Linklaters has advised the joint lead managers and joint bookrunners on the debut sovereign bond issue by the Federal Democratic Republic of Ethiopia. Ethiopia has taken advantage of record demand for high yielding African debt to raise US$1 billion, the proceeds of which will be used to fund planned government capital expenditure in priority areas including industrial zone development and the development of the sugar and energy industries. The 10-year bonds were priced to yield 6.625 percent.
The deal represents another landmark issuance for the continent, following the $2 billion debt issue from Kenya earlier this year, one the largest ever debut issuances in Africa. Linklaters also advised on this transaction.
Richard O’Callaghan, Capital Markets partner at Linklaters, said: “Frontier-market countries have really ramped up global debt sales this year, taking advantage of investor appetite for higher returns before the Federal Reserve looks potentially to raise interest rates next year.”
Cecil Quillen, US Capital Markets partner, commented: “We saw strong demand for African sovereign paper with Kenya’s debut sovereign bond earlier this year and this deal shows that the desire for exposure to some of the fastest growing markets in Africa hasn’t waned.”

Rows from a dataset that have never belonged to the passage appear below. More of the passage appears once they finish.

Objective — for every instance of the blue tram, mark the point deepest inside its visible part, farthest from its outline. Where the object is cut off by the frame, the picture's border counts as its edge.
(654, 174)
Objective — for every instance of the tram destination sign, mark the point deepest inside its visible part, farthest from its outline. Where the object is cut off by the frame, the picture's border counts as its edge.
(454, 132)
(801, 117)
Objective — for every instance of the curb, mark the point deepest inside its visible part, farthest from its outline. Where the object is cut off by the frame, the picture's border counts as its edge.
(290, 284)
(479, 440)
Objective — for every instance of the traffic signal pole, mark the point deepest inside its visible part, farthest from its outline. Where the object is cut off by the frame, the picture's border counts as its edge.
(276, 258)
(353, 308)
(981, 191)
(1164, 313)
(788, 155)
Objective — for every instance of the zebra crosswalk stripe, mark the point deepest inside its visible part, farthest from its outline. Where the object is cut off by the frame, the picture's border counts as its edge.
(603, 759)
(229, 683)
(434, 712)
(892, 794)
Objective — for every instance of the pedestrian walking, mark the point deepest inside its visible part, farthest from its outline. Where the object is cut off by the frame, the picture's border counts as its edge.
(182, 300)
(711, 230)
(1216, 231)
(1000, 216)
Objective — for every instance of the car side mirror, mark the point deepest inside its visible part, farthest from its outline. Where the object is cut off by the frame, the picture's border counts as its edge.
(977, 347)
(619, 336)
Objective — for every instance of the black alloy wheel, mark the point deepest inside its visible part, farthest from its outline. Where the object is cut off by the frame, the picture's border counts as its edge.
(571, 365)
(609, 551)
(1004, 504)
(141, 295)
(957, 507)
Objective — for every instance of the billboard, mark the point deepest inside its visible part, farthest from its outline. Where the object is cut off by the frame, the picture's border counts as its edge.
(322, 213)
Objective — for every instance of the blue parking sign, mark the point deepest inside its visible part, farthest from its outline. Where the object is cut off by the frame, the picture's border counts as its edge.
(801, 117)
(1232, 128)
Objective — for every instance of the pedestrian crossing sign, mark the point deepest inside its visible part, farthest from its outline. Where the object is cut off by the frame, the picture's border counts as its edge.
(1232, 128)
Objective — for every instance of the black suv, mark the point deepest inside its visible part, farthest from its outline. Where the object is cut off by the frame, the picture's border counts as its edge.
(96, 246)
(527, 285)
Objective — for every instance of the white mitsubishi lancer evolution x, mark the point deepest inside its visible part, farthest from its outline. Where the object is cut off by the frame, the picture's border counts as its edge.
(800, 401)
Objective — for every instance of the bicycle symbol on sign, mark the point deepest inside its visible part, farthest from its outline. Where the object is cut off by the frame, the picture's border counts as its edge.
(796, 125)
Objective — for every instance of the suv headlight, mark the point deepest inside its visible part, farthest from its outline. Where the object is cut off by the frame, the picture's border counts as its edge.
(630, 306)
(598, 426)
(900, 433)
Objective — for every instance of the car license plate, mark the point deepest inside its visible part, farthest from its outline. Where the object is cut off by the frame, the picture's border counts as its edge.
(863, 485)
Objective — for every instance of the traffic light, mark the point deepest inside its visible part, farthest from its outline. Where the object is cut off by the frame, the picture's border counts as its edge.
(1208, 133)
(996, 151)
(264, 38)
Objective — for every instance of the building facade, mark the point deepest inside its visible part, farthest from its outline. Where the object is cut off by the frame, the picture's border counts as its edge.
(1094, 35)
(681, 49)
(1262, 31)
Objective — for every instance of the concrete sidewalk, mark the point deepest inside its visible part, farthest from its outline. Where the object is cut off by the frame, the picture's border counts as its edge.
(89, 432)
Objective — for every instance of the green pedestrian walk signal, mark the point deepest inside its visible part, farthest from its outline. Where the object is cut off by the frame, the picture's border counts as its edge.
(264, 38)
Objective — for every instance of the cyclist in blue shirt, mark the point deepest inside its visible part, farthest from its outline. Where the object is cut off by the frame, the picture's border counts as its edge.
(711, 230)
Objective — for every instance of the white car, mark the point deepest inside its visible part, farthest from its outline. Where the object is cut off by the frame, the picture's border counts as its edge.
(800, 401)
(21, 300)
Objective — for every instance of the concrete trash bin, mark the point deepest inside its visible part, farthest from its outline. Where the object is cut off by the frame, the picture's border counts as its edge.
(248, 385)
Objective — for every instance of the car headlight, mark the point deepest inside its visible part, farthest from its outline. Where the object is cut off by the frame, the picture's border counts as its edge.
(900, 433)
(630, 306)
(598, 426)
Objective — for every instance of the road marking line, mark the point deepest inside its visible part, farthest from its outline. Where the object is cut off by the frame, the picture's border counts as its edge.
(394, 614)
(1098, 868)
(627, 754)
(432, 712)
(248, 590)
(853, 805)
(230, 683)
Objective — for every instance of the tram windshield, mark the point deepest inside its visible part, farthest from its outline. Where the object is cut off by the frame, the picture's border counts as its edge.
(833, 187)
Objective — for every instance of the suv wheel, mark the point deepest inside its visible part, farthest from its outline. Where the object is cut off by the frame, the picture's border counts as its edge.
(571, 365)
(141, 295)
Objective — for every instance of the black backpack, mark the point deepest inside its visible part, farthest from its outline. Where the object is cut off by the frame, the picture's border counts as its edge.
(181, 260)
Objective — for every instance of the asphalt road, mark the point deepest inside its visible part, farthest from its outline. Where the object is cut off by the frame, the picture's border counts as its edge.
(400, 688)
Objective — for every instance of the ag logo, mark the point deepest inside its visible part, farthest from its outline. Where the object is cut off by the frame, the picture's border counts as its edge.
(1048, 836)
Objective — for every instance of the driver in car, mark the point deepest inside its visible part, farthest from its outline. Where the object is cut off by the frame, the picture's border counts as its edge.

The issue will take bond sales for the frontier portion of the market this year to a record-high $40bn, according to Dealogic data.
Andrew Jones, Head of Linklaters’ Africa Group, noted: “2014 has been a stand out year for capital raisings across all regions in Africa, with high activity levels across equity and debt capital markets, syndicated and term lending and project finance. It has been particularly pleasing to for us, as transaction advisers, to see such a broad range of sources of liquidity being accessed including: trading house lending, Islamic financing alongside ECA and local financing for large scale projects, local/international acquisition financing packages and dual listing solutions.”
The Linklaters team was led by UK Capital Markets partner Richard O’Callaghan and US Capital Markets partner Cecil Quillen and included associates Rob Ludwig, Cate Dean and Burc Ozcelik.